Selain berdampak kepada pendanaan, kondisi pandemi COVID-19 juga beri tambahan efek kepada peningkatan penggunaan air domestik. Yuniati mengatakan, belajar masalah di Bandung pada April sampai Juni tunjukkan penggunaan air domestik sebesar 163 L/orang/hari untuk Kota Bandung dan Cimahi lebih tinggi jikalau dibandingkan bersama standar untuk Indonesia yakni sebesar 120 L/orang/hari. Peningkatan ini gara-gara kesibukan di tempat tinggal yang meningkat supaya penyediaan air bersih sementara ini tambah urgent.

Saat ini kurang lebih 46% masyarakat Indonesia memanfaatkan air tanah sebagai sumber air bersih. Namun, melalui survei air tanah dangkal untuk parameter Fe, Mn, COD, TDS dan E Coli di 10 lokasi di Jakarta diperoleh kondisi seperti pada gambar, di mana tambah gelap warnanya potensi pencemarannya tambah tinggi.

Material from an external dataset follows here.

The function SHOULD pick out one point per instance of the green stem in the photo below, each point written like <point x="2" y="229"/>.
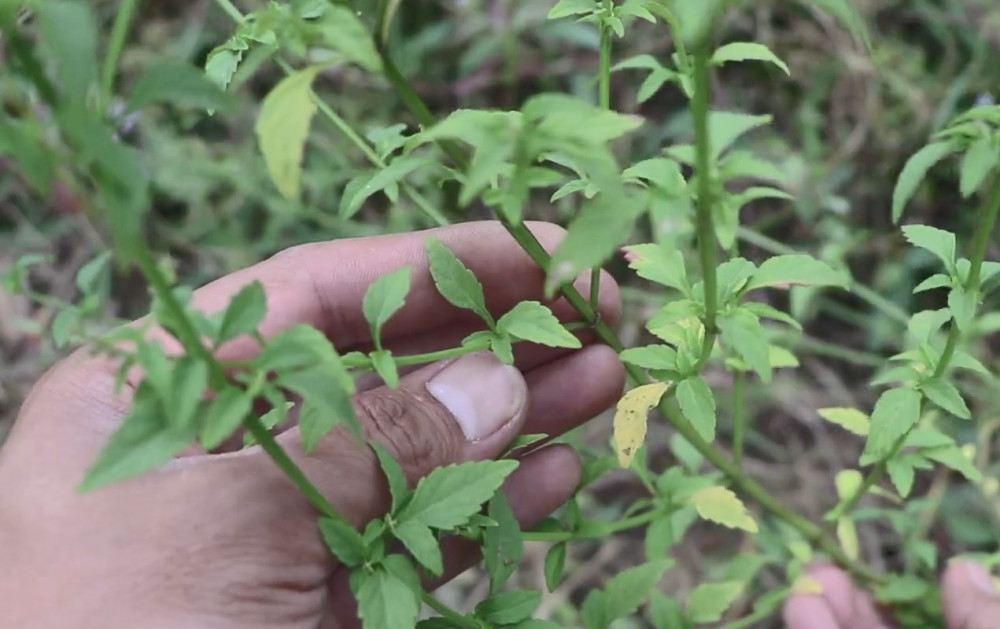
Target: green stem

“Melihat kondisi sementara ini, wajib dilaksanakan kerja mirip pada perguruan tinggi bersama industri untuk mengembangkan teknologi penyediaan air minum skala komunal yang sesuai bersama kondisi tempat masing-masing, supaya teknologi yang diciptakan bisa langsung digunakan di tempat,” ungkapnya.

Selain melalui teknologi, perubahan tingkah laku masyarakat juga terlalu diperlukan. “Jika wajib anak TK dan SD diajak mengunjungi PDAM dan dijelaskan sistem pembuatan air bersih dan besarnya effort yang diperlukan, supaya anak-anak jadi memahami dan lebih menghemat air sejak dini,” pungkas Yuniati.